According to the IFC Climate Investment Opportunities Report, from 2016 to 2030, Vietnam could attract about US$753 billion of investment in climate, with the majority (about US$571 billion) investment for the needs of transport infrastructure construction. Investment in renewable energy could attract US$59 billion, of which more than half (US$31 billion) is in solar projects and US$19 billion in small hydro projects. About US$80 billion will be invested in the green building sector.

However, according to the SSC, despite many opportunities to expand, the issuance of green bonds has been slow. Recently, the State Securities Commission of Vietnam worked with the IFC to issue a manual for this type of bond issuance, which provides guidance on how to issue and manage cash flows, as well as capital sources for green projects, especially publish information about the environment and society of firms in a transparent way to attract investment in green bonds. Projects towards “green” goals like energy, waste management and pollution businesses in the financial and tourism sector can issue green bonds. This will be an important capital attraction channel for investors interested in sustainable development factors, creating conditions to attract large sources of capital from society to realise green and sustainable growth.

According to Pham Hong Son, Vice Chairman, SSC, this guide will help market members understand regional and international practices and the region on how to issue and manage funds for green projects and disclose information on the environment and society of businesses.

“This is an important step, helping to develop businesses towards a more solid direction, contributing to building a more sustainable stock market through the development of green products in the market,” said Pham Hong Son.

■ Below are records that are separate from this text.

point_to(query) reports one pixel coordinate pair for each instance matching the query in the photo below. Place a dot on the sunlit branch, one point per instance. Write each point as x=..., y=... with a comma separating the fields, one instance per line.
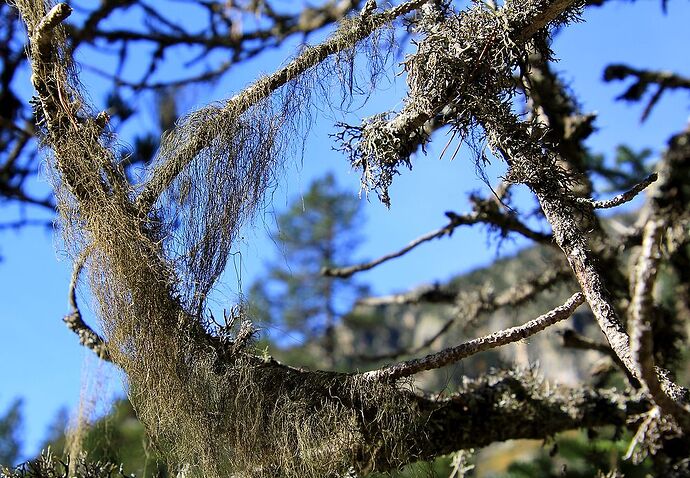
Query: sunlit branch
x=481, y=215
x=622, y=198
x=360, y=28
x=467, y=349
x=573, y=340
x=74, y=321
x=641, y=325
x=513, y=297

Vietnam’s capital market may be in the beginning, but green bonds have started to appear domestically, attracting domestic and international investors to support investment projects with a positive environmental impact on the economy. The SSC recommends using this toolkit to assist issuers in how to issue green bonds based on international best practices to generate new capital while ensuring a reliable Vietnamese green bond market in the long term.

According to a recent IFC report, the value of green bond issuance in 2019 in developing markets hit US$52 billion, an increase of 21% compared to 2018, contributing to bringing the total value of green bond issuance in the this market to US$168 billion. Even during the Covid-19 pandemic, the demand for green, social and sustainable bonds continued to hit record high bids.

According to another report in early 2021 by Moody’s, the total value of green bonds, social bonds and sustainable bonds reached a record of US$491 billion and could hit a new high in 2021. It is estimated to be US$650 billion, with US$375 billion from green bonds, US$150 billion from social bonds and US$125 billion from sustainable bonds.